Listen, and remember! Then hide the "Atlantic" away.

When I engaged in the study of Hebrew, which was at that time a "regular" at college, (for why should I blush to own that I am in my one hundred and tenth year?) as I toiled through the rules and exceptions in dear old Stephen Sewall's Hebrew Grammar, I ventured to ask him, one desperately hot June day, whether he could not tell us, were it only for curiosity's sake, which rule would come into play in every verse, and which would be of use only once or twice in the whole Bible. "Ah, Carter," said the dear old fellow, (he taught his beloved language with his own book,) "it is all of use,—all!" And so we had to take it all, and find out as we could which rules would be constant servitors to us, and which occasional lackeys, hired for special occasions. Just so, dear Hero, do you stand about your housekeeping. You wall be fretting yourself to death to economize in each one of one hundred and seven different articles,—for so many are you and Leander to assimilate and make your own special phosphate and carbon, as this sweet honey-year of yours goes on. Of that fret and wear of your sweet temper, child, there is no use at all. Listen, and you shall learn what are to be the great constants of your expense,—what Stephen Sewall would have called the regular verbs transitive of your being, doing, and suffering,—and how many of the one hundred and seven are only exceptional Lamed Hhes, at which you can guess or which you can skip, if the great central movements of your economies go bravely on.

I do not know, of course, whether Leander is fond of coffee, and whether you drink tea or no. I can only tell you what is in our family, and assure you that ours is a model family. Such a model is it, that Lois has just now counted up the one hundred and seven articles for me,—has shown me that they all together cost us nine hundred and twenty-six dollars and thirty-two cents in the year 1863, and how much each of them cost.
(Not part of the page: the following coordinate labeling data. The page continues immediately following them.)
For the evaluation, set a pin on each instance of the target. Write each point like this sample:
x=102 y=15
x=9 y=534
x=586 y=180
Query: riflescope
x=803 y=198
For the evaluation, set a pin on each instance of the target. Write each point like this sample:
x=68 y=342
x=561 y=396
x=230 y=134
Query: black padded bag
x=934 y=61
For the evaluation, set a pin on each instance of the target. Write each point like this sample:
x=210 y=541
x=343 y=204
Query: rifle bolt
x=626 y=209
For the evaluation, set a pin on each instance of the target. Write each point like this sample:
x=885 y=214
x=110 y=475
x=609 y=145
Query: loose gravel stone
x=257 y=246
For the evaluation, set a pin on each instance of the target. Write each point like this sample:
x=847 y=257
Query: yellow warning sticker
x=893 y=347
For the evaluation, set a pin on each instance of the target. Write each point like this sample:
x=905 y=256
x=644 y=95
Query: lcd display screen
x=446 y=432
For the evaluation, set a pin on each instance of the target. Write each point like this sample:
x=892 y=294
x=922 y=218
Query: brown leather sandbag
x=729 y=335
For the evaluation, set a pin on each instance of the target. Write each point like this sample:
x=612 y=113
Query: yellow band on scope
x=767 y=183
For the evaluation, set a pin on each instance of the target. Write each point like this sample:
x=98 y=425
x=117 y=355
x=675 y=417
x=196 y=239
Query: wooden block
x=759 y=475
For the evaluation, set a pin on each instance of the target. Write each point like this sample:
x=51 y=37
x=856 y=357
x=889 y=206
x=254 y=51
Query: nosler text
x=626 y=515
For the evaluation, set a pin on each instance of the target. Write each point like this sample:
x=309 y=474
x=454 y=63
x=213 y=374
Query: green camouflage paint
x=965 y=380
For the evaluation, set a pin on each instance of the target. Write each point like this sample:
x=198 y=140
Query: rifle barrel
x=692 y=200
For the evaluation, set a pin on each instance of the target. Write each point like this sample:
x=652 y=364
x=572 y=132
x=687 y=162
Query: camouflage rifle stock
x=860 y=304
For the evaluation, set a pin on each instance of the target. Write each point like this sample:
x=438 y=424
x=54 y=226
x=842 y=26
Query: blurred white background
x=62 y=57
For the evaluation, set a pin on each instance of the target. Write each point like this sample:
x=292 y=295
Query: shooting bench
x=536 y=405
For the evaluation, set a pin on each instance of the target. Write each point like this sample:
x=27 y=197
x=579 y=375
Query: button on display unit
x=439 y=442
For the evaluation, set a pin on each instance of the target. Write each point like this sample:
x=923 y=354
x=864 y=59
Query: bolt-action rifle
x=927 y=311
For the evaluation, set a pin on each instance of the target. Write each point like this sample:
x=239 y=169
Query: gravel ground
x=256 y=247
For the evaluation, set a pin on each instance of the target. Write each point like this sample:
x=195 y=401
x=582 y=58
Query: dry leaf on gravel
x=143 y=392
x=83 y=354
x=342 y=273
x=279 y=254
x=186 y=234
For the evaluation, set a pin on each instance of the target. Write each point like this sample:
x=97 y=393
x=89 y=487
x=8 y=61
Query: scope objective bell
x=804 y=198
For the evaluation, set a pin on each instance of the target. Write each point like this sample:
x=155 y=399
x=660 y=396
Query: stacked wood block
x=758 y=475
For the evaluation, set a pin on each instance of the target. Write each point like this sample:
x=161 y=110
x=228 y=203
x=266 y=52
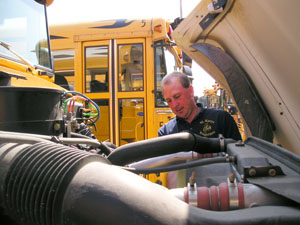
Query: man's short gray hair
x=183 y=79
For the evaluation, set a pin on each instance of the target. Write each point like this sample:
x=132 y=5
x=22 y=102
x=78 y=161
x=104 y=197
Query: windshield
x=23 y=26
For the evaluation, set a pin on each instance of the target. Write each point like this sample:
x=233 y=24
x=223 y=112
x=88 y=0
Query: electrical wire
x=95 y=110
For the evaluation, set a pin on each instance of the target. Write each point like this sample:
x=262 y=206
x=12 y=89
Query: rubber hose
x=164 y=145
x=53 y=184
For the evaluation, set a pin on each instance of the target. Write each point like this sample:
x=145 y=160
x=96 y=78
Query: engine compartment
x=66 y=176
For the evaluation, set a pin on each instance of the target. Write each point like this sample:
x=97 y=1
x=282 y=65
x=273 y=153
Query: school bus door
x=114 y=77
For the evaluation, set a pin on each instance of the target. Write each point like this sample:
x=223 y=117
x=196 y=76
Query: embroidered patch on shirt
x=207 y=128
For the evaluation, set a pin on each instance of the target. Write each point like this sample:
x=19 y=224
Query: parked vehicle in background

Now our family consists,—

1. Of the baby, who is king.

2, 3. Of two nurses, who are prime-ministers, one of domestic affairs, one of private education.

4, 5. Of a cook and table-girl, who are chancellor and foreign secretary. These four make the cabinet.

6-8. Three older children; these are in the government, but not in the cabinet.

9 and 10. Lois and I,—who pay the taxes, fight common enemies, and do what the others tell us as well as we can.

This family, you observe, consists of six grown persons, and three children old enough to eat, who are equivalent to a seventh. I may say, in passing, that it therefore consumes just seven barrels of flour a year.